Dr WOODRUFF - Speaking about the right tool for the job, last year in May, your Liberal Government promised to develop a threatened species strategy at the election. There does not seem to have been any action so far on that. There is no information that has been published about it, I cannot see anything in the Budget to indicate that you are intending to do that. You also promised to deliver a wildlife impact action plan in conjunction with the TFGA; I see nothing in the Budget about that and there is no time line for that.
It is nice to make promises at elections to try to get a particular voting base, but if you are actually going to do something about threatened species, can you please tell us what - there is nothing in the forward Estimates.
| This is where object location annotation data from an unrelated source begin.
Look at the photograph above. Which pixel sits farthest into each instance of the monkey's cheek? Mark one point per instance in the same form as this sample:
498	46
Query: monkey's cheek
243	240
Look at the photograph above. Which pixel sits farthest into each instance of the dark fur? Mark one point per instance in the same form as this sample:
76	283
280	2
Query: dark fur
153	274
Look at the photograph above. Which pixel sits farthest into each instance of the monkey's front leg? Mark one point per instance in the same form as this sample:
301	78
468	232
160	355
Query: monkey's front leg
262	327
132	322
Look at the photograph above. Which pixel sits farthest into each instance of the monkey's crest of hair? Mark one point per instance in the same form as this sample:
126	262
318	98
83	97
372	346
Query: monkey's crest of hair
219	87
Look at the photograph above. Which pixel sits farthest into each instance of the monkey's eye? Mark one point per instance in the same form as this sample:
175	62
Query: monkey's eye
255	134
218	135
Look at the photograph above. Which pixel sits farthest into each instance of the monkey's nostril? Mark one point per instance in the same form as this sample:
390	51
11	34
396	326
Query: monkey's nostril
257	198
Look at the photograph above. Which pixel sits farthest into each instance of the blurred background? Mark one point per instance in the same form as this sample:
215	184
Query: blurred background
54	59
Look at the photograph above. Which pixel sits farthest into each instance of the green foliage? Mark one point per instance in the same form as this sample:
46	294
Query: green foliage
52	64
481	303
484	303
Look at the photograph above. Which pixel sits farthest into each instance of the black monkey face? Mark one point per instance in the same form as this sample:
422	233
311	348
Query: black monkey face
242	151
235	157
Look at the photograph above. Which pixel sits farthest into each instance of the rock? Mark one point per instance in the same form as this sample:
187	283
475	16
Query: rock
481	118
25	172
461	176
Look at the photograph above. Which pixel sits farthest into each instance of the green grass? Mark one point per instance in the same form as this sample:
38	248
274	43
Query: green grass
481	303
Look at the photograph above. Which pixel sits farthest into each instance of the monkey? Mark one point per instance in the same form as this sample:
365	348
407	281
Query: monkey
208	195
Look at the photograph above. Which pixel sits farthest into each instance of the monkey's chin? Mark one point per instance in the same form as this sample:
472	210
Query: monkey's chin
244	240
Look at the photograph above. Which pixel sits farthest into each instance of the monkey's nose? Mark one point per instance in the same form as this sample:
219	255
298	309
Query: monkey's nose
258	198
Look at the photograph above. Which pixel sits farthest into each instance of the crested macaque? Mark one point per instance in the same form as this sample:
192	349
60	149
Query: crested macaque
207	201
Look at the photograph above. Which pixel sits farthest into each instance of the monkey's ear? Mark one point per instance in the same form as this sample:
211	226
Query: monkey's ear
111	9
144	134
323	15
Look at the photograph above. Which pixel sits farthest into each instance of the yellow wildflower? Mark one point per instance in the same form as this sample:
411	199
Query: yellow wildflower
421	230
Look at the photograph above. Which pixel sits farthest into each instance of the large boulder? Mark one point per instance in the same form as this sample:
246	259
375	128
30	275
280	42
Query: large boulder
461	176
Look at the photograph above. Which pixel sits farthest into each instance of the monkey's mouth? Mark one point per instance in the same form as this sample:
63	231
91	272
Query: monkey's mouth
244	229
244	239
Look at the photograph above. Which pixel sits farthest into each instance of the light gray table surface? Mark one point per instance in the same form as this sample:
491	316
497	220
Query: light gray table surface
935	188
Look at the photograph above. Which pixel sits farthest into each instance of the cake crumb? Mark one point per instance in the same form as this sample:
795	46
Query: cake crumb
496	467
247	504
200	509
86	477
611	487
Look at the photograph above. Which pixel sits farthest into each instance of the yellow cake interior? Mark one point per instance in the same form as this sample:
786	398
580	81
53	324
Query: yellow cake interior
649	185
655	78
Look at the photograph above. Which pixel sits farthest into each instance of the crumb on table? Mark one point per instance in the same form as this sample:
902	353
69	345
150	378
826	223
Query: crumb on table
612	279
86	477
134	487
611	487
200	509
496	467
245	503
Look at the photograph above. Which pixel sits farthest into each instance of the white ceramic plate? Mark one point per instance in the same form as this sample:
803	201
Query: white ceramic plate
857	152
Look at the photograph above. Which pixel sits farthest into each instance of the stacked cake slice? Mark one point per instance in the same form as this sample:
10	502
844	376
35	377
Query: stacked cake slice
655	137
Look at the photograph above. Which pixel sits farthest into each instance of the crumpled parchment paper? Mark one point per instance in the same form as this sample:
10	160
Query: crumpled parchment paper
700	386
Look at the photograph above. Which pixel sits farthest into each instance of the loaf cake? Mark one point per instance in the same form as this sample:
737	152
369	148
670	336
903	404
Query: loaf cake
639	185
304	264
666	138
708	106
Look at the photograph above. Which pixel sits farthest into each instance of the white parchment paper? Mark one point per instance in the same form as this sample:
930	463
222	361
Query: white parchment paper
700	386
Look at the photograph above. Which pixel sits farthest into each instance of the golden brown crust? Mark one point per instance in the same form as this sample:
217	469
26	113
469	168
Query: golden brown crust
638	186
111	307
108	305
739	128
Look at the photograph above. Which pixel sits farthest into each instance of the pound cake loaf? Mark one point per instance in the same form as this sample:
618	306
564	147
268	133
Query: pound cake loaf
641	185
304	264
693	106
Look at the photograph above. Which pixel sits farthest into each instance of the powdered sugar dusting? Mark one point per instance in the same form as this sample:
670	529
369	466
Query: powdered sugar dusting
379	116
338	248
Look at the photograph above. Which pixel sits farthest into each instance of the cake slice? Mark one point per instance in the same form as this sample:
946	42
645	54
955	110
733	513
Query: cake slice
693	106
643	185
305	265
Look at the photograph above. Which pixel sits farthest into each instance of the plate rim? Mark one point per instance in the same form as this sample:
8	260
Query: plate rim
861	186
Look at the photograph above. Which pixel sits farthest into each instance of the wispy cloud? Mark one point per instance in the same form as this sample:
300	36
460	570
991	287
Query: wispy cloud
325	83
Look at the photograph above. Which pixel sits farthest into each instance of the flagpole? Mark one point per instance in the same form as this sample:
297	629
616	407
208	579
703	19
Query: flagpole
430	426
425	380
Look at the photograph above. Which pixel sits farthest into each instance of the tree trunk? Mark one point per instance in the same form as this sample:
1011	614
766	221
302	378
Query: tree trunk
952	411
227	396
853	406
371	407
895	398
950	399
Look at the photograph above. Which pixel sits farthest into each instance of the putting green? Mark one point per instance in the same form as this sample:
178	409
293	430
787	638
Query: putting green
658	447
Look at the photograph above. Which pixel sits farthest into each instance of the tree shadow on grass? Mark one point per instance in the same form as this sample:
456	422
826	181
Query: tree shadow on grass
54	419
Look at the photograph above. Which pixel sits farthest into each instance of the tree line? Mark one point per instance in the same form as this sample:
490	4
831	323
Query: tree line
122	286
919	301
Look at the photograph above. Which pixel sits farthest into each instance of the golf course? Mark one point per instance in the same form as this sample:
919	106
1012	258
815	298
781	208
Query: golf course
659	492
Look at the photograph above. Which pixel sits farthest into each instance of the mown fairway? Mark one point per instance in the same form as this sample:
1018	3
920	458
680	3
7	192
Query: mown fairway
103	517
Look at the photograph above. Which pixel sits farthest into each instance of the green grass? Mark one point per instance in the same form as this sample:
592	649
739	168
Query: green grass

In your term of government, you have made no financial commitment at all to developing a threatened species plan or strategy, or a wildlife impact action plan. Are you going to do these things and by when are you going to do them?
Mr JAENSCH - Under the Threatened Species Protection Act 1995, the secretary is required to prepare a strategy for the conservation of threatened native flora and fauna, specifying the means by which the objectives of the act are to be achieved. This Government has committed $300 000 to undertake a comprehensive review of the existing Threatened Species Strategy, which was last updated in 2000.
The new strategy will be a contemporary and science-based framework to guide threatened species conservation and recovery in Tasmania. It will take account of contemporary knowledge, challenges and opportunities, and will help focus our collective efforts and resources to maximise outcomes for threatened species and communities. Although the original funding was committed for the last two years of the budget cycle, in recognition of the importance of this work and the time required to undertake meaningful consultation and engagement in its development, NRE Tasmania has already engaged a dedicated project manager to lead this work.
Dr WOODRUFF - It is a review of the 2000 strategy, which is is 22 years old?
Mr JAENSCH - It was last updated in 2000. This will be a comprehensive review of it. It is about time we did it and we have committed money to it, have brought it forward and we have a project manager leading that work now.
Dr WOODRUFF - What about the wildlife impact action plan that you also committed to at the election with the TFGA, which is so important for property-based game management plans, control techniques, wildlife monitoring -
Mr JAENSCH - You are talking to the wrong minister about that one because I am not the minister for wildlife.